The paper also told of a member of the light rescue service’s own frantic search for his 21-year-old daughter and another man known to be with her at the time in the debris of his own home.
Later found dead, these were to be the only two people reportedly killed in the attack (although some reports say a third was also killed). More than a hundred others suffered injuries.
While wartime censorship meant the location of where the V-2 landed was only given as “southern England”, the dramatic impact the attack had on the surrounding West Hampstead neighbourhood was given in detail.
“One [house] had its roof blown off,” the paper reported, “[while] others had their chimney stacks blown into the roadway [and] in others, windows were blown and ceilings came down.”
Witnesses gave further accounts. Mr F. Harding described just coming into his home when “I was flung across the room and the windows blew in”.
Mrs Stock, meanwhile, said the cup of tea she was holding at the time was “blown out of her hand” and she was “thrown off her feet”.
Speaking to the Ham&High 70 years after surviving the blast, Liz Davies, now a library assistant at UCL, described her own lucky escape as a four-month-old baby.
Retelling the account told to her by her late mother, she said: “I was being looked after by my blind grandmother at my home in Gladys Road [in West Hampstead].
“A few minutes before the rocket hit, I apparently started crying in my cot, which was in a first floor room in the bay window at the front of the house.
“So my grandmother picked me up to cradle me. As she did, the rocket hit and my cot was covered in shards of glass from the broken windows. It was a lucky escape.
“My mother, who was working at the food office in Finchley Road at the time, had heard the rocket land and ran home.
“I remember her saying the nearer she got to our house, the worse the damage was.
“She found me sitting on my grandmother’s knee with us both completely covered in soot and the room covered in smashed glass.”
An eyewitness account in the book London 1945: Life in the Debris of War paints another picture of the scene left in the rocket’s wake.
Visiting the day after it had hit, a Mrs Gwladys Cox described “rows and rows of small houses [that] had been blasted from back to front; doors, windows, ceilings all gone”.
She added: “Whole families were out in the street standing beside the remains of their possessions, piled on the pavements waiting for the removal vans; heaps of rubble everywhere, pathetically showing bits of holly and Christmas decorations.”
The descriptions of what happened that day add to other accounts of London’s experiences as the second most targeted city (after Antwerp).

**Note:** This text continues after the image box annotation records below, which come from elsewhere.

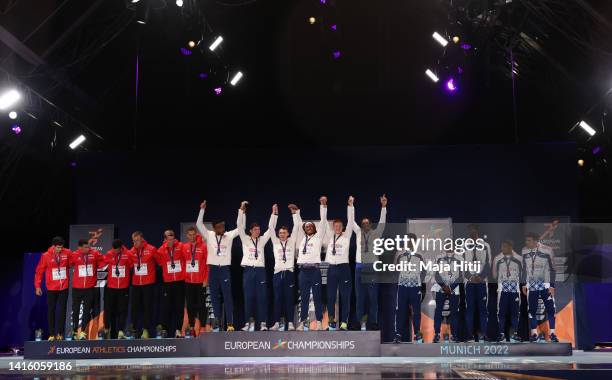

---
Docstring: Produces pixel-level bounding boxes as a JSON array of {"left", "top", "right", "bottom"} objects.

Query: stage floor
[{"left": 0, "top": 351, "right": 612, "bottom": 380}]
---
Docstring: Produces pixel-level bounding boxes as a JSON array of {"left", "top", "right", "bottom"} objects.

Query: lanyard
[
  {"left": 332, "top": 234, "right": 342, "bottom": 255},
  {"left": 279, "top": 240, "right": 288, "bottom": 263},
  {"left": 190, "top": 243, "right": 196, "bottom": 266},
  {"left": 302, "top": 236, "right": 312, "bottom": 254},
  {"left": 251, "top": 237, "right": 259, "bottom": 260},
  {"left": 215, "top": 235, "right": 223, "bottom": 256}
]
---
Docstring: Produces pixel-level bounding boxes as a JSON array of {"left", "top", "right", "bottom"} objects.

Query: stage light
[
  {"left": 70, "top": 135, "right": 85, "bottom": 150},
  {"left": 208, "top": 36, "right": 223, "bottom": 51},
  {"left": 432, "top": 32, "right": 448, "bottom": 47},
  {"left": 425, "top": 69, "right": 440, "bottom": 83},
  {"left": 0, "top": 90, "right": 21, "bottom": 111},
  {"left": 230, "top": 71, "right": 242, "bottom": 86},
  {"left": 579, "top": 120, "right": 597, "bottom": 136}
]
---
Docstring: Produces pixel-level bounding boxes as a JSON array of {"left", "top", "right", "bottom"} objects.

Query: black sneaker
[
  {"left": 413, "top": 332, "right": 423, "bottom": 343},
  {"left": 393, "top": 334, "right": 402, "bottom": 344}
]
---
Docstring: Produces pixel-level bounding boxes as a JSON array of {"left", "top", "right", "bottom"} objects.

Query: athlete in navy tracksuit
[
  {"left": 393, "top": 233, "right": 427, "bottom": 343},
  {"left": 465, "top": 224, "right": 491, "bottom": 342},
  {"left": 353, "top": 194, "right": 387, "bottom": 331},
  {"left": 323, "top": 197, "right": 355, "bottom": 331},
  {"left": 239, "top": 204, "right": 278, "bottom": 331},
  {"left": 270, "top": 204, "right": 301, "bottom": 331},
  {"left": 433, "top": 250, "right": 463, "bottom": 343},
  {"left": 492, "top": 240, "right": 523, "bottom": 343},
  {"left": 522, "top": 233, "right": 559, "bottom": 343}
]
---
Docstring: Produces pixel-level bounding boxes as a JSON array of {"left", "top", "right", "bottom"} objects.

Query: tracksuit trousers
[
  {"left": 327, "top": 264, "right": 353, "bottom": 324},
  {"left": 242, "top": 267, "right": 268, "bottom": 323},
  {"left": 298, "top": 267, "right": 323, "bottom": 322},
  {"left": 185, "top": 282, "right": 208, "bottom": 327},
  {"left": 47, "top": 289, "right": 68, "bottom": 336},
  {"left": 208, "top": 265, "right": 234, "bottom": 324},
  {"left": 355, "top": 264, "right": 379, "bottom": 325},
  {"left": 131, "top": 284, "right": 155, "bottom": 330},
  {"left": 104, "top": 286, "right": 130, "bottom": 338},
  {"left": 434, "top": 291, "right": 459, "bottom": 337},
  {"left": 395, "top": 285, "right": 421, "bottom": 340},
  {"left": 497, "top": 292, "right": 521, "bottom": 334},
  {"left": 161, "top": 280, "right": 185, "bottom": 336},
  {"left": 272, "top": 270, "right": 295, "bottom": 323},
  {"left": 527, "top": 289, "right": 555, "bottom": 330},
  {"left": 465, "top": 282, "right": 488, "bottom": 339},
  {"left": 72, "top": 288, "right": 94, "bottom": 332}
]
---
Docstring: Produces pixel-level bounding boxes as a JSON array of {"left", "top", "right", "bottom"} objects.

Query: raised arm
[
  {"left": 196, "top": 201, "right": 208, "bottom": 240},
  {"left": 372, "top": 194, "right": 387, "bottom": 238},
  {"left": 263, "top": 203, "right": 278, "bottom": 240}
]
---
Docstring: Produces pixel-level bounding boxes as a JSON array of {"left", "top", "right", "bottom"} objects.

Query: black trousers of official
[
  {"left": 72, "top": 288, "right": 94, "bottom": 332},
  {"left": 47, "top": 289, "right": 68, "bottom": 336},
  {"left": 131, "top": 284, "right": 155, "bottom": 336},
  {"left": 185, "top": 282, "right": 208, "bottom": 328},
  {"left": 104, "top": 286, "right": 130, "bottom": 338},
  {"left": 161, "top": 281, "right": 185, "bottom": 336}
]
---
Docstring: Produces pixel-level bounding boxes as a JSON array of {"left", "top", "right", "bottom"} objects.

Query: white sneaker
[{"left": 270, "top": 322, "right": 280, "bottom": 331}]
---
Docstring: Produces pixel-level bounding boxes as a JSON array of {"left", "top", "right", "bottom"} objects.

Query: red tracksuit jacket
[
  {"left": 157, "top": 240, "right": 185, "bottom": 282},
  {"left": 104, "top": 247, "right": 132, "bottom": 289},
  {"left": 70, "top": 248, "right": 105, "bottom": 289},
  {"left": 34, "top": 247, "right": 72, "bottom": 290},
  {"left": 129, "top": 240, "right": 157, "bottom": 286},
  {"left": 183, "top": 235, "right": 208, "bottom": 284}
]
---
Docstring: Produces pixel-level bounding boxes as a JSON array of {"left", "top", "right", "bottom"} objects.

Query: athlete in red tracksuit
[
  {"left": 34, "top": 236, "right": 71, "bottom": 340},
  {"left": 157, "top": 230, "right": 185, "bottom": 338},
  {"left": 129, "top": 231, "right": 157, "bottom": 339},
  {"left": 104, "top": 240, "right": 132, "bottom": 339},
  {"left": 70, "top": 239, "right": 105, "bottom": 339},
  {"left": 183, "top": 227, "right": 208, "bottom": 336}
]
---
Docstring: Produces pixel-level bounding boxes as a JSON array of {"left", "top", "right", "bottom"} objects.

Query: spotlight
[
  {"left": 425, "top": 69, "right": 440, "bottom": 83},
  {"left": 230, "top": 71, "right": 242, "bottom": 86},
  {"left": 208, "top": 36, "right": 223, "bottom": 51},
  {"left": 0, "top": 90, "right": 21, "bottom": 110},
  {"left": 578, "top": 120, "right": 597, "bottom": 136},
  {"left": 432, "top": 32, "right": 448, "bottom": 47},
  {"left": 446, "top": 78, "right": 457, "bottom": 92},
  {"left": 70, "top": 135, "right": 85, "bottom": 150}
]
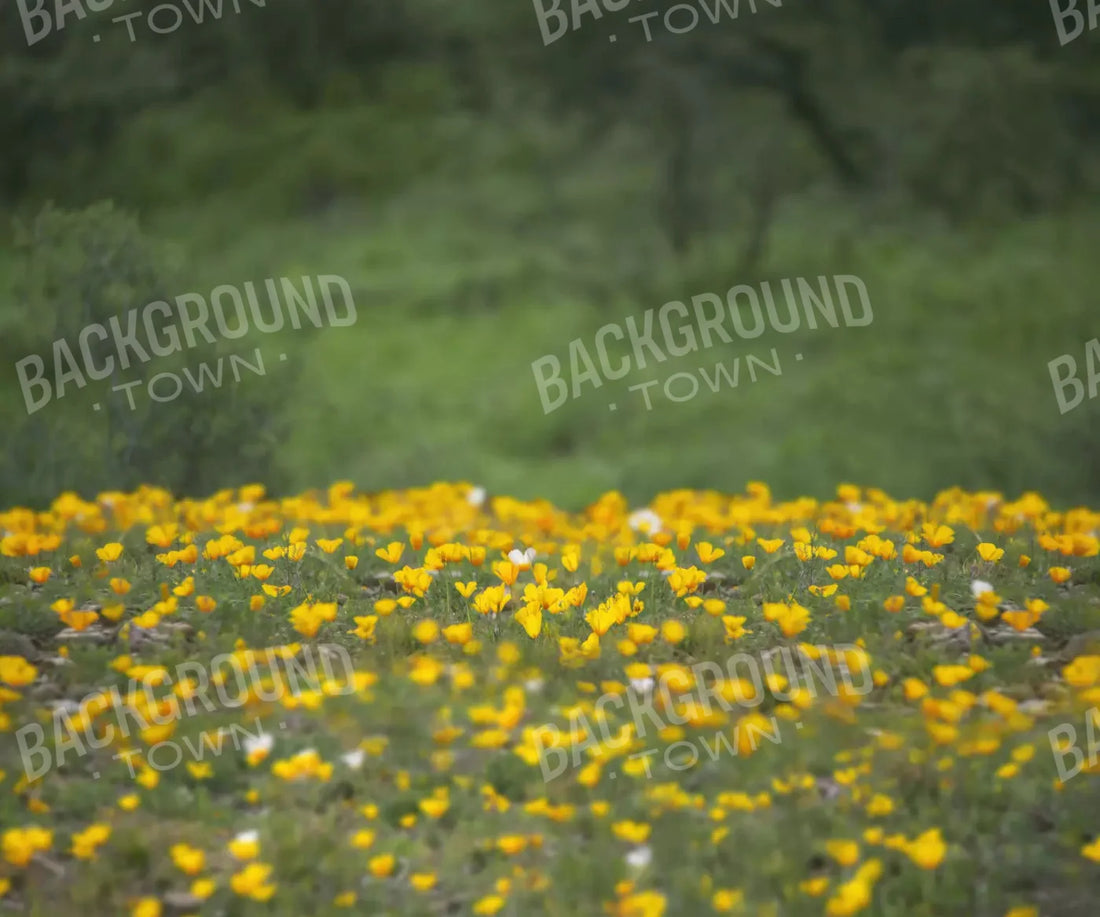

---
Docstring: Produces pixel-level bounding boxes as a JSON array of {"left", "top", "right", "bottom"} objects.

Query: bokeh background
[{"left": 0, "top": 0, "right": 1100, "bottom": 507}]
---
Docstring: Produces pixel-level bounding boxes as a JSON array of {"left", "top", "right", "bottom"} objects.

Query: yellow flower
[
  {"left": 191, "top": 879, "right": 218, "bottom": 902},
  {"left": 409, "top": 872, "right": 436, "bottom": 892},
  {"left": 96, "top": 541, "right": 122, "bottom": 563},
  {"left": 661, "top": 619, "right": 688, "bottom": 645},
  {"left": 227, "top": 831, "right": 260, "bottom": 860},
  {"left": 229, "top": 863, "right": 275, "bottom": 902},
  {"left": 711, "top": 888, "right": 745, "bottom": 914}
]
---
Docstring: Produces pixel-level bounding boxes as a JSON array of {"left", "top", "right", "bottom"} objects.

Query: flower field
[{"left": 0, "top": 483, "right": 1100, "bottom": 917}]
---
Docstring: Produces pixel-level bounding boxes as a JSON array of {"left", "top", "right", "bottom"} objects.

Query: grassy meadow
[{"left": 0, "top": 482, "right": 1100, "bottom": 917}]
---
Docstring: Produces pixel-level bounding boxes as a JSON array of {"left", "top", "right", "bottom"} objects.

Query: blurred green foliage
[{"left": 0, "top": 0, "right": 1100, "bottom": 505}]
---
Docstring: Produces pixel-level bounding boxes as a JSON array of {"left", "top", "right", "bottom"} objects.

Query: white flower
[
  {"left": 340, "top": 749, "right": 366, "bottom": 771},
  {"left": 508, "top": 548, "right": 535, "bottom": 570},
  {"left": 626, "top": 509, "right": 661, "bottom": 534},
  {"left": 244, "top": 732, "right": 275, "bottom": 754}
]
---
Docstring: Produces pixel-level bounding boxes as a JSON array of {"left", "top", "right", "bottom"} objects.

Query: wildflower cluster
[{"left": 0, "top": 482, "right": 1100, "bottom": 917}]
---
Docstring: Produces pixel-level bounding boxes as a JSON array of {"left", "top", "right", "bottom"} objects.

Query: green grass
[{"left": 0, "top": 488, "right": 1100, "bottom": 917}]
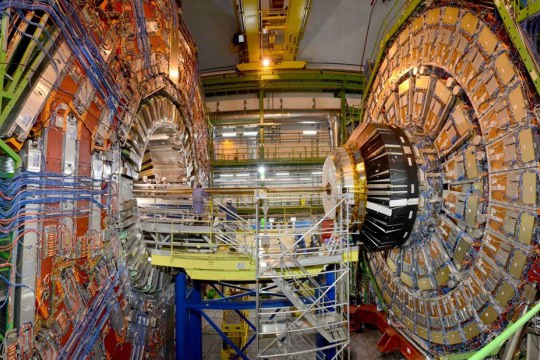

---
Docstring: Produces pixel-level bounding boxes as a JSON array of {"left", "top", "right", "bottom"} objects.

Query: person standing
[{"left": 191, "top": 184, "right": 208, "bottom": 220}]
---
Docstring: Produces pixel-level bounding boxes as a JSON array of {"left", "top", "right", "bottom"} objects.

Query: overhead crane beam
[
  {"left": 242, "top": 0, "right": 261, "bottom": 63},
  {"left": 202, "top": 70, "right": 366, "bottom": 97}
]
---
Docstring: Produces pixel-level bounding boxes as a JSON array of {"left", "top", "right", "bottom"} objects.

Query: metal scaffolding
[{"left": 165, "top": 189, "right": 355, "bottom": 359}]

Vacuums created on the impact of the more than 1,300 V-2 rockets to be fired at the capital were said to suck the soot out of the chimneys of entire streets “all at once”, while the blast would also cause glass to “quiver like flowing water” and create clouds of plaster dust or turn feathers from mattresses into “curious blooms”.
A few even reported seeing the supersonic rockets before they hit, describing something similar to a lightning bolt with a bright flash followed by a loud boom.
The attack on West Hampstead brought out a familiar war-time spirit in the neighbourhood, with free meals handed out and those made homeless aided by the authorities in seeking shelter.
In March 1945 Hampstead was victim twice more to Hitler’s last roll of the dice, with V-2 rockets striking near to the Borough Central Library and in Primrose Hill.
While estimates suggest some 2,750 were killed by V-2s landing in London, less well known were the 12,000 forced labourers killed making the rockets, many from concentration camps.
As British chess player and Enigma codebreaker Sir Stuart Milner-Barry noted of the V-2s: “In their obsession with this new type of war, the Germans lost their sense of reality.
“In reaching out after the future, they sacrificed the present.”